Pour l’adolescente, comme pour Lila et les familles présentes dans la salle d’attente, l’objectif est avant tout d’apaiser les angoisses et de se rassurer. "Ils arrivent extrêmement terrorisés, en proie à des cauchemars, et soumis à une forte peur de la séparation, accompagnés de parents dans un état de stress aigu", explique la pédopsychiatre Florence Askenazy. Les enfants, eux, doivent vivre avec des souvenirs choquants qu’ils n’arrivent pas à verbaliser.
Utiliser l'imaginaire
Pour les aides, la Cump de Lenval a ses techniques : des jouets, des crayons de couleur et des feuilles blanches, dispersés un peu partout. Et la petite Lila, comme les autres enfants qui attendent, utilisera tous les jouets à disposition, afin d'expliquer ses souvenirs traumatisants.
Selon la cheffe du service de pédopsychiatrie, "un enfant réussira à s’exprimer en utilisant son imaginaire." Les Legos permettent ainsi de raconter l'attentat du 14-Juillet et les anxiétés qui se sont figées, en utilisant les figurines. L'équipe observe l'enfant qui joue et tente d'identifier ce qui l'a particulièrement traumatisé.

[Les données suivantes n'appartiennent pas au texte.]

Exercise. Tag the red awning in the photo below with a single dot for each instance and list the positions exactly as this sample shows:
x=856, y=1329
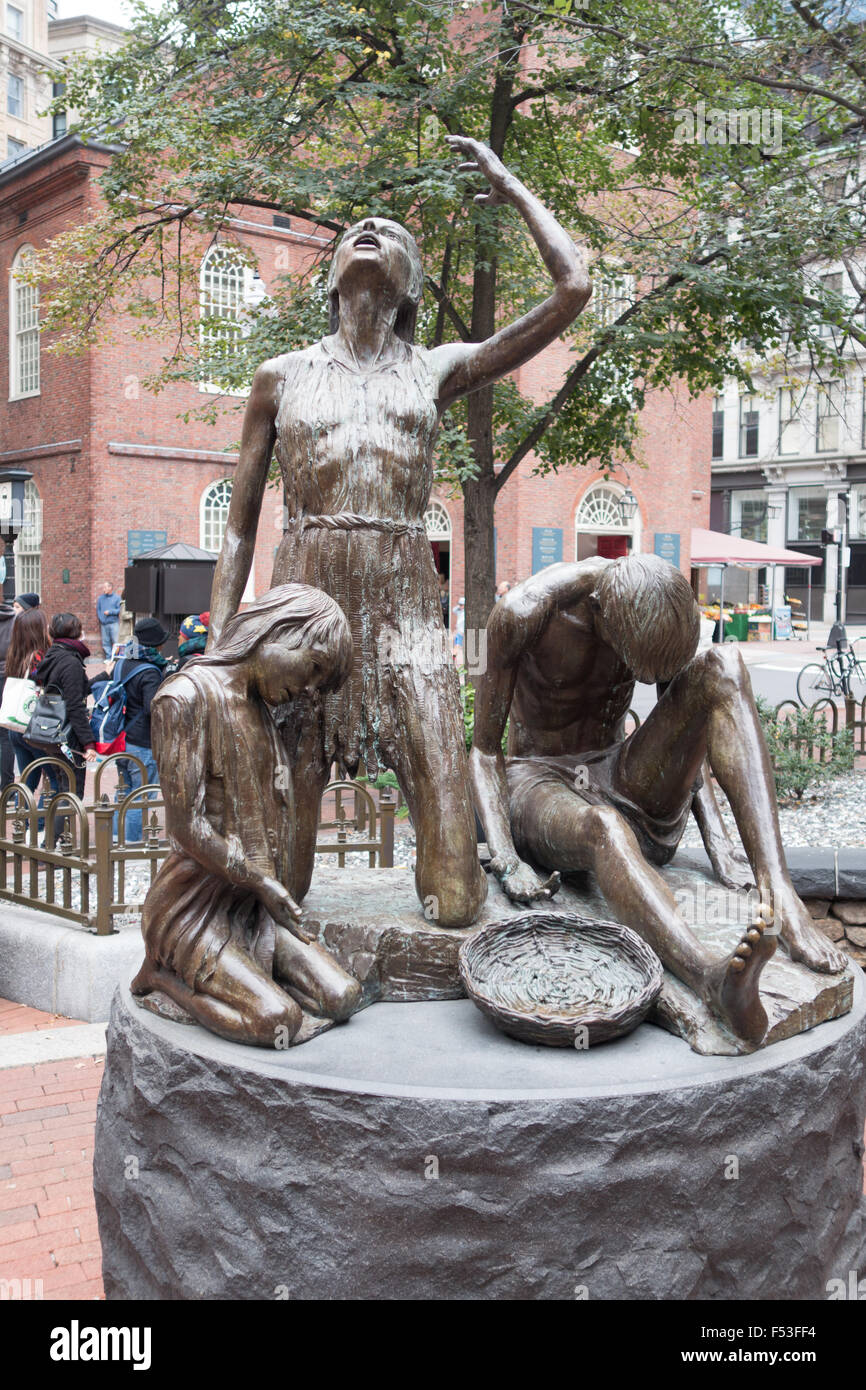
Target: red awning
x=717, y=548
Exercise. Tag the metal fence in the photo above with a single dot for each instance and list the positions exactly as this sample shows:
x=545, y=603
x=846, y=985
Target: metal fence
x=70, y=858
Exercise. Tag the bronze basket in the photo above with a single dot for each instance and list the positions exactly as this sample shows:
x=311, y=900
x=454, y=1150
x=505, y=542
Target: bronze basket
x=560, y=979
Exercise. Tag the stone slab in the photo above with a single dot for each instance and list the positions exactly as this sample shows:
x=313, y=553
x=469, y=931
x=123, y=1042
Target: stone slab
x=374, y=926
x=419, y=1154
x=49, y=963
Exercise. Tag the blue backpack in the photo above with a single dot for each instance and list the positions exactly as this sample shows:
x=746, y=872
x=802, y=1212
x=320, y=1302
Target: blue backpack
x=109, y=715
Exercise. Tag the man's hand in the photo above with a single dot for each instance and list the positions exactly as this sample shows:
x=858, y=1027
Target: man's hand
x=730, y=865
x=481, y=160
x=282, y=908
x=520, y=883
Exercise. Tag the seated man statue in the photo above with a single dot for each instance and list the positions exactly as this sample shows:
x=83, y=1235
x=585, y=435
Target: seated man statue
x=221, y=927
x=565, y=649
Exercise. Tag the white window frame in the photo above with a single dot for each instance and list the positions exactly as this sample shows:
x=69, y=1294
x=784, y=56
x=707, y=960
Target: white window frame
x=788, y=421
x=20, y=34
x=22, y=298
x=28, y=545
x=829, y=413
x=14, y=78
x=239, y=293
x=206, y=533
x=748, y=406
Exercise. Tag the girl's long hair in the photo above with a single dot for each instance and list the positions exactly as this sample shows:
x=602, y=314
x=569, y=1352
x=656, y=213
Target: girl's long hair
x=29, y=638
x=296, y=616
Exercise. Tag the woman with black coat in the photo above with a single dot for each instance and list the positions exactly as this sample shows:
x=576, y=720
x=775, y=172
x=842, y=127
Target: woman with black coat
x=63, y=667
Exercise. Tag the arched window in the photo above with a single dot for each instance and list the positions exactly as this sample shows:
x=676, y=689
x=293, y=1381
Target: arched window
x=28, y=546
x=601, y=510
x=601, y=527
x=214, y=513
x=24, y=331
x=230, y=291
x=437, y=521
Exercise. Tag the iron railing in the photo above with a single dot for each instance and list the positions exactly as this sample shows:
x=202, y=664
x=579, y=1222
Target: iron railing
x=70, y=858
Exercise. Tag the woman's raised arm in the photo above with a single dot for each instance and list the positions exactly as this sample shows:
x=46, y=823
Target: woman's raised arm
x=248, y=489
x=463, y=367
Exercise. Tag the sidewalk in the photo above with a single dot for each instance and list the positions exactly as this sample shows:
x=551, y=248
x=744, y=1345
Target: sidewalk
x=798, y=652
x=47, y=1112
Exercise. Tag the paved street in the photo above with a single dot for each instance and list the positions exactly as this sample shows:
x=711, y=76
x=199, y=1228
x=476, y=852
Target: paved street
x=47, y=1111
x=773, y=666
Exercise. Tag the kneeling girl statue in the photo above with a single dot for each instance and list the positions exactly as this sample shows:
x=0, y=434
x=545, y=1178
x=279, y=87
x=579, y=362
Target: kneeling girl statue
x=224, y=943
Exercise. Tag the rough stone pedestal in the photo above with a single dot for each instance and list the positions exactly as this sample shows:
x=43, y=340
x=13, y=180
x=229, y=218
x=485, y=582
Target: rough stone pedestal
x=416, y=1153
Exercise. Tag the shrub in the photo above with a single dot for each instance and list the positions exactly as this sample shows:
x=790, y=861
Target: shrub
x=802, y=748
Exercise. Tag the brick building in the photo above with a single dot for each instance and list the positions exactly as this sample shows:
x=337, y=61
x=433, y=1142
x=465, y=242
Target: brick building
x=117, y=470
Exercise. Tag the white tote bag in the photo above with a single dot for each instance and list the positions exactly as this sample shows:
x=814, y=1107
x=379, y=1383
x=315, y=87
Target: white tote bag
x=18, y=699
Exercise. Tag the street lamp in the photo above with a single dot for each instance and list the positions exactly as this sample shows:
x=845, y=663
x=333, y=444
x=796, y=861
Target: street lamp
x=13, y=487
x=628, y=506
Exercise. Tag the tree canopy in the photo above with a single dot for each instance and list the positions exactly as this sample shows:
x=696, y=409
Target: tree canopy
x=711, y=170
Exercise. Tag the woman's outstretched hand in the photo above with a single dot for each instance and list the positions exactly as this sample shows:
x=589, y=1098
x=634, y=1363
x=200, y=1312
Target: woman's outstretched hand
x=282, y=908
x=480, y=159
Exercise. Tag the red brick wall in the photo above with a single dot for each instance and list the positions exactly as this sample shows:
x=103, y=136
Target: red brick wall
x=92, y=495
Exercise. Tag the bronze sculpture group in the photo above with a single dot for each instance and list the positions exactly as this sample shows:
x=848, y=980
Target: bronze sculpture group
x=346, y=660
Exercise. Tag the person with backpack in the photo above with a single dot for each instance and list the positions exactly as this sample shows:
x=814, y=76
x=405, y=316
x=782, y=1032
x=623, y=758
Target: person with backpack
x=28, y=644
x=7, y=755
x=63, y=670
x=141, y=677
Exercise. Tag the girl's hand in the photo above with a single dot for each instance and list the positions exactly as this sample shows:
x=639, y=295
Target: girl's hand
x=481, y=160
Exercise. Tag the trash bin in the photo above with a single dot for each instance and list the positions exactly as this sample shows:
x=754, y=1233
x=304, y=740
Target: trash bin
x=738, y=627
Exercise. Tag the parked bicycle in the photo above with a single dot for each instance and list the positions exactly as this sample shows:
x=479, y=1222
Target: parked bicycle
x=841, y=673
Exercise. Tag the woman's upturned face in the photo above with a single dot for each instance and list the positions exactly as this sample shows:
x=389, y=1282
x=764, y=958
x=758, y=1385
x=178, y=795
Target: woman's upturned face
x=281, y=673
x=377, y=246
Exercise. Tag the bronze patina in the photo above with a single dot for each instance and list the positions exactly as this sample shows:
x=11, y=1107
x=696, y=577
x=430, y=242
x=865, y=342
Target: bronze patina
x=221, y=925
x=352, y=421
x=565, y=649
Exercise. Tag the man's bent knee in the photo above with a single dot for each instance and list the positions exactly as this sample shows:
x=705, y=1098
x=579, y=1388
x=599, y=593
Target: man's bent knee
x=719, y=666
x=452, y=898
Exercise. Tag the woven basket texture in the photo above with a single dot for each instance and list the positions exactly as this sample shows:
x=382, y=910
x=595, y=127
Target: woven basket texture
x=560, y=979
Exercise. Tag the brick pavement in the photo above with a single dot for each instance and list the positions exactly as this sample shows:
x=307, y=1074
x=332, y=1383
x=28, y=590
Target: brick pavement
x=47, y=1216
x=47, y=1219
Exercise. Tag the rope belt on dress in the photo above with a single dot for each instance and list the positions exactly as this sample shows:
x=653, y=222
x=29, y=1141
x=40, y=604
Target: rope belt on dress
x=352, y=521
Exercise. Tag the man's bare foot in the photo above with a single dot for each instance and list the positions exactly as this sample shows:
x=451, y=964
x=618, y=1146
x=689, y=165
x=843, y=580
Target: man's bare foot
x=805, y=941
x=731, y=988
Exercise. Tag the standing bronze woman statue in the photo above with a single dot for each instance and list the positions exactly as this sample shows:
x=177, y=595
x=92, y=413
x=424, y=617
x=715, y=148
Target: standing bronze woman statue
x=220, y=923
x=353, y=421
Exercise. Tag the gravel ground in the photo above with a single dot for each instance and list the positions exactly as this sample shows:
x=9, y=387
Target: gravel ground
x=833, y=815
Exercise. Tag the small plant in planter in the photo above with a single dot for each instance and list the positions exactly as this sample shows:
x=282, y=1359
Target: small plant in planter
x=804, y=752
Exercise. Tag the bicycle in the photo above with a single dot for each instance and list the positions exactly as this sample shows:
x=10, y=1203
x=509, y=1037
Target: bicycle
x=843, y=672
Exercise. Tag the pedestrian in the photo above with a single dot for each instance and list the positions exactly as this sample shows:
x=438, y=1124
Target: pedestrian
x=192, y=637
x=27, y=648
x=63, y=666
x=444, y=599
x=24, y=602
x=109, y=610
x=7, y=755
x=459, y=628
x=142, y=676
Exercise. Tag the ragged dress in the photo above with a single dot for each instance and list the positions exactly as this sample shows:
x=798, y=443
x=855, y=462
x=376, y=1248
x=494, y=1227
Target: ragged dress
x=230, y=765
x=355, y=446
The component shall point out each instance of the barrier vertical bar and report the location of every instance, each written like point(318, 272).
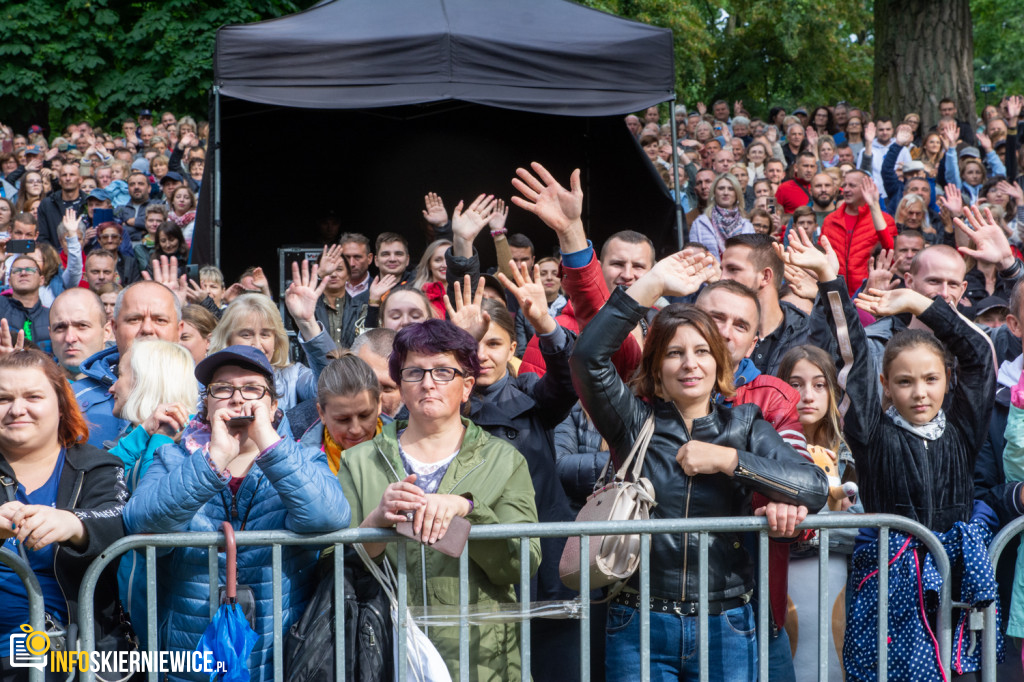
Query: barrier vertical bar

Au personnel soignant ensuite de tout faire pour tenter de limiter l’impact de ce traumatisme. Et de diminuer l’intensité des images qui tournent en boucle dans les mémoires. Comment ? Pour certains, cela passe par des discussions avec le psychologue pour apaiser les angoisses, pour d'autres, les soignants utiliseront des méthodes liées à la sophrologie, entre la relaxation et l'hypnose. Parmi les victimes de l’attentat, dix d’entre eux étaient des enfants ou des adolescents.
L’objectif, c’est de remettre en route leur sécurité interne en leur rappelant qu’ils ne sont pas une cible et qu’ils n’ont plus rien à craindre.
Arrivée sur place aux alentours de minuit le soir de l’attaque, le responsable du service enchaîne depuis les consultations, avec son équipe, et a mis en parenthèse tous ses suivis antérieurs. "On est resté jusqu’à quatre heures du matin ce soir-là, et dès le lendemain, on a mis en place la Cump." La fréquentation ne cesse d’augmenter. L'attentat a fait 84 morts, mais combien de personnes atteintes psychologiquement ? Sans doute des milliers. "De 67 familles venues nous rencontrer le 15 juillet, nous sommes passés à 107 familles le 18." Et cela devrait encore augmenter ces prochains jours. La pédopsychiatre explique que "certaines familles étaient encore trop traumatisées pour sortir de chez elles, désormais, il y a un peu plus de distance."
"On ne s'en remettra pas comme ça"
Les yeux cernés, la responsable de service peste contre "ceux qui disent que la vie reprend. Tout ça c’est des conneries. On ne s’en remettra pas comme ça." En cas d’événement comme un attentat, les spécialistes s’accordent pour évaluer le stress post-traumatique aux alentours de 20% parmi les personnes exposées. "Mais je pense que cela sera beaucoup plus, l’acte était particulièrement inhumain et exhibé à la vue de tous." Si la Cump a vocation à être temporaire, les cahiers de coloriage et les crayons de couleur devront être à disposition pendant encore un certain temps à l'hôpital Lenval.